Intanto si continua a indagare sull’origine dell’infezione. L’ultima notizia arriva dai laboratori dell’Organizzazione Mondiale della Sanità che, dalle ultime analisi, ha scoperto che il ceppo del batterio è nuovo. E si continua ancora a brancolare nel buio sul veicolo del contagio, con i famigerati cetrioli spagnoli che potrebbero non avere alcuna responsabilità.

La variante di E. coli trovata nei pazienti tedeschi contagiati, riferisce il comunicato dell’Organizzazione Mondiale della Sanità, “non è stata mai vista prima in un focolaio di infezione”. Esperti cinesi che hanno analizzato i geni del ceppo di Escherichia coli tedesco affermano che il gruppo “é nuovo e altamente tossico” e che oltretutto ha geni che lo rendono “resistente ad alcune classi di antibiotici”. Il ceppo, ha spiegato il responsabile dell’Istituto di genetica di Pechino che ha studiato la sequenza del Dna del batterio in collaborazione con i ricercatori dell’University Medical Center Hamburg-Eppendorf di Amburgo, è simile a quello EAEC 55989, isolato in passato nell’Africa centrale, responsabile di gravi forme di diarrea. “Le sue caratteristiche lo rendono particolarmente virulento – ha spiegato a Ciboscienza Pier Sandro Cocconcelli, docente di microbiologia all’Università Cattolica Sacro Cuore di Piacenza -. La prima è che questo batterio è un classico produttore della tossina shiga che ha un forte effetto citotossico. La seconda caratteristica è che grazie all’acquisizione di un plasmonide, una sorta di piccolo cromosoma che ha la capacità di muoversi da un gene all’altro, forma aggregati di geni che hanno una capacità infettiva molto alta”.

La “guerra al batterio”, intanto, si è trasformata anche in una battaglia diplomatica in Europa. Gli attacchi arrivano soprattutto dalla Spagna, che finora ha subito le peggiori perdite per la pessima pubblicità fatta ai propri cetrioli.  Il capo del governo spagnolo Luis Zapatero ha annunciato che il suo paese chiederà i danni per il pregiudizio subito dall’agricoltura spagnola.  “Le analisi condotte finora sul batterio killer dell’E. coli – ha affermato Zapatero – hanno assolto i prodotti spagnoli dal sospetto di essere all’origine di questa epidemia”.  In un’intervista alla radio pubblica Rne, Zapatero ha parlato di un “errore clamoroso” da parte delle autorità tedesche, che la settimana scorsa hanno accusato in maniera infondata i cetrioli spagnoli di essere all’origine della contaminazione, e ha detto che il governo spagnolo chiederà “spiegazioni” in merito.

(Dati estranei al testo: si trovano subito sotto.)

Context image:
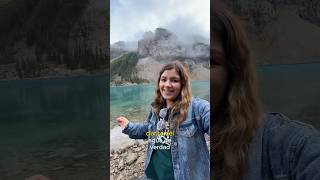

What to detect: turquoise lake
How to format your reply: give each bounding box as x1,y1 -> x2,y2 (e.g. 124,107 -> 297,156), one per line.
110,81 -> 210,128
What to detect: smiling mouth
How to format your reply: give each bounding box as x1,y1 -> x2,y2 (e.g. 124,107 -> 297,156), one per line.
162,89 -> 175,95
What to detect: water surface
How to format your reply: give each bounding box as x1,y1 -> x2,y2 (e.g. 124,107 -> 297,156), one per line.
0,75 -> 108,179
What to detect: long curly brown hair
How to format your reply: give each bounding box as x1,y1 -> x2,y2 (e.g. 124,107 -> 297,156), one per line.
152,61 -> 192,126
212,2 -> 263,180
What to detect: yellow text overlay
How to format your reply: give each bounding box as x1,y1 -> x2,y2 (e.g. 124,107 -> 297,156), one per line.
146,131 -> 175,137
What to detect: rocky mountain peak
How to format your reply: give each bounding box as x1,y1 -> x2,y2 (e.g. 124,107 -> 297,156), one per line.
112,41 -> 126,50
137,28 -> 209,59
138,28 -> 180,58
154,28 -> 176,41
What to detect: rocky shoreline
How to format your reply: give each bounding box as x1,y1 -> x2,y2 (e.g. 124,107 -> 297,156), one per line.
110,140 -> 147,180
110,136 -> 210,180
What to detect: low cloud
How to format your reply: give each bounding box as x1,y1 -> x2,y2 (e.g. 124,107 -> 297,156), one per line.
110,0 -> 209,43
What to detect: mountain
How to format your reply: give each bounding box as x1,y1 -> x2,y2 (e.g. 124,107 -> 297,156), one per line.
137,28 -> 209,61
138,28 -> 182,58
224,0 -> 320,64
110,41 -> 128,60
110,28 -> 210,85
0,0 -> 108,79
110,52 -> 149,85
110,41 -> 138,60
251,8 -> 320,64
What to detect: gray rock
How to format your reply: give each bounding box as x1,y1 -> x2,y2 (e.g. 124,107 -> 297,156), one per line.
133,147 -> 141,152
116,174 -> 124,180
118,159 -> 124,170
118,142 -> 134,154
134,140 -> 140,146
113,153 -> 118,159
135,155 -> 145,165
125,153 -> 138,165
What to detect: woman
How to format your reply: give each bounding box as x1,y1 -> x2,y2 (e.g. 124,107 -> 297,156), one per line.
212,2 -> 320,180
117,61 -> 210,180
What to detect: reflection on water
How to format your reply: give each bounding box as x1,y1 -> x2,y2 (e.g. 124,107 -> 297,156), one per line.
0,75 -> 108,179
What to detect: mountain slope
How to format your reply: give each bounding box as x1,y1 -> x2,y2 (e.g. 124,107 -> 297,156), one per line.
0,0 -> 108,79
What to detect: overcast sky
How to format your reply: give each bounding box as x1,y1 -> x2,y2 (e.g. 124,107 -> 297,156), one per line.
110,0 -> 210,44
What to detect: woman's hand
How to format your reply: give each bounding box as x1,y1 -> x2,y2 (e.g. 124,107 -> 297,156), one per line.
117,116 -> 129,128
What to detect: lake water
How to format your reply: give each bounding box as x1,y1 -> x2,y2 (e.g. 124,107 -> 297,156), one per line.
109,80 -> 210,151
110,63 -> 320,130
0,75 -> 108,179
257,63 -> 320,129
110,81 -> 210,129
1,63 -> 319,178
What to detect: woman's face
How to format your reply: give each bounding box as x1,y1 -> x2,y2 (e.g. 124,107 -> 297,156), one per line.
212,40 -> 228,111
159,69 -> 182,107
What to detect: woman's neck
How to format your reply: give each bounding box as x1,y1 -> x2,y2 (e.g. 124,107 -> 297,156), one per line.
166,100 -> 174,108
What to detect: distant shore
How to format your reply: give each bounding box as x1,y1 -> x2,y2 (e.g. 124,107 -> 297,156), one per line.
110,81 -> 151,87
0,62 -> 107,81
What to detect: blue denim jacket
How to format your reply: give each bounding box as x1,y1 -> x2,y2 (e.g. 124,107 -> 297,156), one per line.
246,113 -> 320,180
123,98 -> 210,180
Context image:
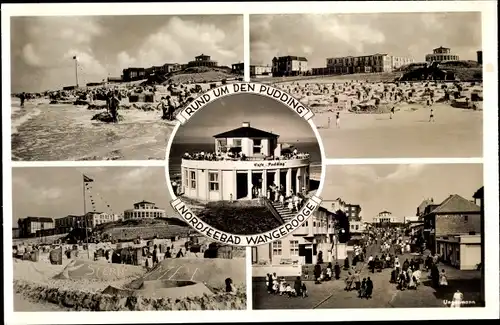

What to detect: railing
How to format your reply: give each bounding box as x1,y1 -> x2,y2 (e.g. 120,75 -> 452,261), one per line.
261,197 -> 285,225
181,154 -> 310,162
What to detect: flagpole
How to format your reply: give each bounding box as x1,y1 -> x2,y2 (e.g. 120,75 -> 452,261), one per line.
74,57 -> 79,88
83,175 -> 90,259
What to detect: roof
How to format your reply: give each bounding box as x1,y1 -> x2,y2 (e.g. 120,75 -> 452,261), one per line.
378,210 -> 392,215
134,200 -> 156,205
214,126 -> 279,139
273,56 -> 308,62
473,186 -> 484,199
23,216 -> 54,223
196,54 -> 210,58
430,194 -> 480,214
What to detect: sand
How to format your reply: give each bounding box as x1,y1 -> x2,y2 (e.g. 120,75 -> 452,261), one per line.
269,78 -> 482,158
140,258 -> 246,288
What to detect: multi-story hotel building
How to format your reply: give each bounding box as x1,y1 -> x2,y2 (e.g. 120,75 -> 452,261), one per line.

Il premier di Madrid, la cui gestione della crisi è stata a sua volta criticata dal leader dell’opposizione Mariano Rajoy, ha detto anche che la Commissione europea è stata “lenta”, e che Bruxelles avrebbe dovuto reagire con “più determinazione e rapidità” quando le autorità di Amburgo alla fine hanno escluso che l’infezione fosse veicolata dai cetrioli andalusi. Secondo Zapatero non sono state difese con sufficiente chiarezza le “regole del gioco” europee. L’obiettivo del governo di Madrid, ha aggiunto, è ora di “esigere la riparazione del danno causato”, che è “grave”.

Anche Lisbona, come Madrid, intende chiedere un indennizzo a Bruxelles per i danni subiti dai propri agricoltori per la psicosi provocata negli ultimi giorni in Europa sull’origine del batterio killer. Il ministro dell’agricoltura portoghese Antonio Serrano ha detto che Lisbona ha “chiesto un risarcimento per i produttori”. Secondo le organizzazioni agricole portoghesi il crollo delle vendite di verdure in Europa ha già causato un danno per circa due milioni di euro. “La Spagna è il paese più colpito – ha detto Serrano – ma anche il Portogallo è stato molto danneggiato”.